Wulff zeigte sich in seiner Rücktrittserklärung überzeugt, dass die anstehende rechtliche Klärung der Vorwürfe "zu einer vollständigen Entlastung führen wird". Er habe sich in seinen Ämtern "stets rechtlich korrekt verhalten", versicherte er. "Ich habe Fehler gemacht, aber ich war aufrichtig." Kritik übte Wulff an den Medien: "Die Berichterstattungen, die wir in den vergangenen Monaten erlebt haben, haben meine Frau und mich verletzt."

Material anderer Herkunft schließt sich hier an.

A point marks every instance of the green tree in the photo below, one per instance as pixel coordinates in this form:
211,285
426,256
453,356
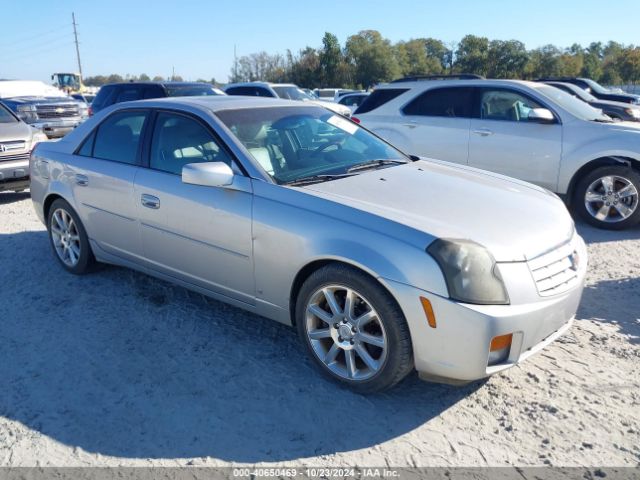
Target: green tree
332,62
506,59
371,57
472,55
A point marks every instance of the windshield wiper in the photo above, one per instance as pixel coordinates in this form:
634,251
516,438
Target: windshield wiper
315,179
373,164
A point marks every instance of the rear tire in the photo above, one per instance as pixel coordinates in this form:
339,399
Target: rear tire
68,239
353,329
608,197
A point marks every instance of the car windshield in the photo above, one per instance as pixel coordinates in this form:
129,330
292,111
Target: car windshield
295,143
5,115
292,93
571,104
190,90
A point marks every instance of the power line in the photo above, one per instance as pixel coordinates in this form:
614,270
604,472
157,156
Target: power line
28,38
27,48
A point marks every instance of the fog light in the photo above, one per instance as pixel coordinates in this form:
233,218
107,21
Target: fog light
499,350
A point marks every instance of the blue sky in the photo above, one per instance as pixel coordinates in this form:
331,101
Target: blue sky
197,37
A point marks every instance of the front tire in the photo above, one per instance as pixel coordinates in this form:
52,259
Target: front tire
69,239
353,329
608,197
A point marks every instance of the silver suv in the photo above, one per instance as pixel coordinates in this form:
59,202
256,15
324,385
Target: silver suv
17,140
527,130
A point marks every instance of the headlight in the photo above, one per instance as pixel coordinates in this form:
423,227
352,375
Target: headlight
634,112
470,271
38,137
27,113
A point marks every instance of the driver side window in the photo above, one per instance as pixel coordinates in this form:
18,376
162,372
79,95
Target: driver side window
179,140
506,105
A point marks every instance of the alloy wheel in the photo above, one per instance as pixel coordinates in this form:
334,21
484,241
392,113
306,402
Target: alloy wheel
346,333
611,199
65,236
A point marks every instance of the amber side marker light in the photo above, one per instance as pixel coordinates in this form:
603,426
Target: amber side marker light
503,341
428,311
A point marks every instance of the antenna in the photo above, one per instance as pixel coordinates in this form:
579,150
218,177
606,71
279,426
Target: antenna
75,34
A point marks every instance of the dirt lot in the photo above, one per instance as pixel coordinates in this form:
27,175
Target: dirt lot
117,368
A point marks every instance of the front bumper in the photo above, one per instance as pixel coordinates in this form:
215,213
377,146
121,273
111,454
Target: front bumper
457,350
57,128
14,175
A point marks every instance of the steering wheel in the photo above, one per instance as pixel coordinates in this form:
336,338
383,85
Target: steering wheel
322,148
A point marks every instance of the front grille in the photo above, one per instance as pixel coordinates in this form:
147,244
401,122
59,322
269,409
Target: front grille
15,157
57,110
12,145
556,271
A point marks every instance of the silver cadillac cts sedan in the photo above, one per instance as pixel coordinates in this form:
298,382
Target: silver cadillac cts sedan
383,262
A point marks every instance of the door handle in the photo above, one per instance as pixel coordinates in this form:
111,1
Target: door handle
82,180
150,201
483,132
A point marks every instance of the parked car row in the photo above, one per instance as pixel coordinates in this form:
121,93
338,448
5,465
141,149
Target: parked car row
527,130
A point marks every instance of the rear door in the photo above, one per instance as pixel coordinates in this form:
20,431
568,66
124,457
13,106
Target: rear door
102,173
437,123
503,140
199,234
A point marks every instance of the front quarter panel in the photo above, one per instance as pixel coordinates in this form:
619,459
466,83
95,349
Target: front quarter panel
293,229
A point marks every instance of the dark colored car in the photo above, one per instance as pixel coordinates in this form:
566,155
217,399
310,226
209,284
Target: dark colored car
595,89
128,91
616,110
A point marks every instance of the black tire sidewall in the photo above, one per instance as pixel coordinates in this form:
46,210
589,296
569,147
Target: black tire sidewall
87,260
399,360
578,199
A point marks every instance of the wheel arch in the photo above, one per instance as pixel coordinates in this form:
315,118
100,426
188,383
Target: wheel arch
597,163
307,270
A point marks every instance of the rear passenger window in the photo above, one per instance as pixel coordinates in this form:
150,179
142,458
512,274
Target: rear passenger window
118,137
453,102
87,147
179,140
128,94
379,98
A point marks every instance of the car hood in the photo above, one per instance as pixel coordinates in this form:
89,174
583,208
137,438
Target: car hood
333,106
515,220
37,99
15,131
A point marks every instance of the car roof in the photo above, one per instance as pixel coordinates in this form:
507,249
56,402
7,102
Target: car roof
428,84
258,83
217,103
164,84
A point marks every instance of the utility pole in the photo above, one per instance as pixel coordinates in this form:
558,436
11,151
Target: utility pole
235,64
75,34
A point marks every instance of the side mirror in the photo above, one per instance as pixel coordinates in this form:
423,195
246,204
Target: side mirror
541,115
207,174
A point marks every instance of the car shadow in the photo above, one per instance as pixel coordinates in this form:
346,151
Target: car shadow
12,197
614,301
118,363
591,234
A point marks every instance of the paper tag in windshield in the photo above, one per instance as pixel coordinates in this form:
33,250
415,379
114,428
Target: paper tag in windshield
343,124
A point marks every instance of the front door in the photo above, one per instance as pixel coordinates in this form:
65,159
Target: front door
199,234
102,173
437,124
503,140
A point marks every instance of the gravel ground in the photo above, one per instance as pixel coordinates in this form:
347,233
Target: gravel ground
117,368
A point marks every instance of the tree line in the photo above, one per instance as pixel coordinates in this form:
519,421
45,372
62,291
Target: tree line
368,58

Nach Wulffs Rücktritt übernahm Bayerns Ministerpräsident Horst Seehofer (CSU) in seiner Eigenschaft als Präsident des Bundesrats die Amtsbefugnisse des Bundespräsidenten. Die im Grundgesetz vorgesehene Vertretungsregelung gilt so lange, bis ein neuer Präsident sein Amt angetreten hat. Um diesen zu wählen, muss binnen 30 Tagen die Bundesversammlung zusammentreten. Nach Angaben von Wulff wird Merkel an seiner Stelle die Rede auf der Gedenkveranstaltung für die Opfer rechtsextremer Gewalt am kommenden Donnerstag halten.

Wulff ist innerhalb von zwei Jahren bereits der zweite Bundespräsident, der vorzeitig das Amt verlässt. Vorgänger Horst Köhler hatte im Mai 2010 überraschend seinen Rücktritt erklärt, nachdem er mit Äußerungen zum Afghanistan-Einsatz eine Diskussion ausgelöst hatte. Strittig ist nun, ob Wulff wie die vier anderen lebenden Ex-Präsidenten künftig einen "Ehrensold" in Höhe von annähernd 200.000 Euro pro Jahr bekommt.

Die Familie Wulff hatte am Nachmittag bereits Schloss Bellevue verlassen. Am Abend kehrten sie in ihr Eigenheim in Großburgwedel bei Hannover zurück. Bis zu seiner Wahl zum Bundespräsidenten hatte das Ehepaar dort seinen ersten Wohnsitz.